As for the MSR, he shot for 12.5x the final year salary, corresponding to 50% of that income at the aforementioned 4% withdrawal rate (i.e., 50 / 4 = 12.5). The lowest MSR belonged to retirees in the class of 2000, who needed to save 10.89% of their income to build a portfolio 12.5x their final salary.

But these values can’t really be viewed in isolation, can they? As it turns out, high returns make it easier to build your nest egg, but periods with high returns are typically followed by decreased MWRs (due to lower returns going forward).

You thus have to account for that fact that any particular working period is coupled with a specific retirement period. When viewed in this context, Pfau found that an individual that consistently saved 16.62% of their income would have successfully financed their retirement over all possible time periods.

So there you have it. The magic number is 16.62%, which included possible employer matches. Of course, this is just one of many possible answers…

Tweaking the assumptions

If you change the underlying assumptions, the necessary savings rate changes. A longer accumulation phase decreases the savings rate. A longer retirement phase increases it. If you want to replace more of your income, the savings rate likewise goes up. And if you target a more aggressive allocation, it goes down.

Here’s a summary (click to enlarge):

One thing that really stands out from the above is the huge impact that the length of your accumulation period has on the results. Under the standard assumptions above, saving for an extra ten years decreases the necessary savings rate to 8.77%/year, whereas saving for 10 fewer years increases it to 35.91%/year.

In other words, if you’re not already saving for the future, get started today.

There are, of course, some important caveats. For example, to be consistent with existing research, Pfau excluded investment expenses when running the numbers. Such expenses reduce returns, and thus increase the necessary savings rate.

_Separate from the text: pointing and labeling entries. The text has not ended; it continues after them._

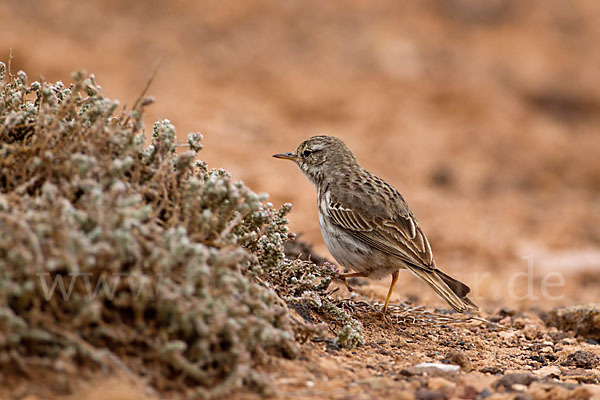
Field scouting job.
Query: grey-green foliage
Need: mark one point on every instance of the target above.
(159, 256)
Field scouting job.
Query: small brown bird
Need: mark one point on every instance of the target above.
(365, 222)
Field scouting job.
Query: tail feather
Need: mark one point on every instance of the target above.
(451, 290)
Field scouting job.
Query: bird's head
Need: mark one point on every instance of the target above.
(318, 153)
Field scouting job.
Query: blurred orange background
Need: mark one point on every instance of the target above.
(485, 115)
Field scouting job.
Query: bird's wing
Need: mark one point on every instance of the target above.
(396, 233)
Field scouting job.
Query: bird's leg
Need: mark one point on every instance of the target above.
(344, 278)
(387, 299)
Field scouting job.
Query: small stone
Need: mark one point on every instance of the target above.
(423, 394)
(569, 341)
(439, 384)
(517, 387)
(460, 359)
(582, 359)
(491, 370)
(548, 371)
(507, 334)
(583, 319)
(530, 331)
(580, 376)
(432, 369)
(507, 381)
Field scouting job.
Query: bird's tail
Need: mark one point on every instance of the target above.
(450, 289)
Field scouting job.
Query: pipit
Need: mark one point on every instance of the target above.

He also assumed constant (real) income over time, whereas most people earn less early on. This reduces the potential for compounding and increases the rate at which they’d have to save. And he assumed a constant (albeit intermediate) allocation, whereas most people reduce risk (and thus their expected returns) over time.

Regardless, there are some important lessons here.

Source: Journal of Financial Planning via Lifehacker

1 Kurt @ Money Counselor August 16, 2013 at 10:48 am

Interesting analysis… 16.62%, especially since it includes an employer match, doesn’t seem too burdensome. This at least gives people a number to budget for, which is helpful. I’ll have to read Mr. Pfau’s analysis, and would be fun to play around with the assumptions and watch how the results change.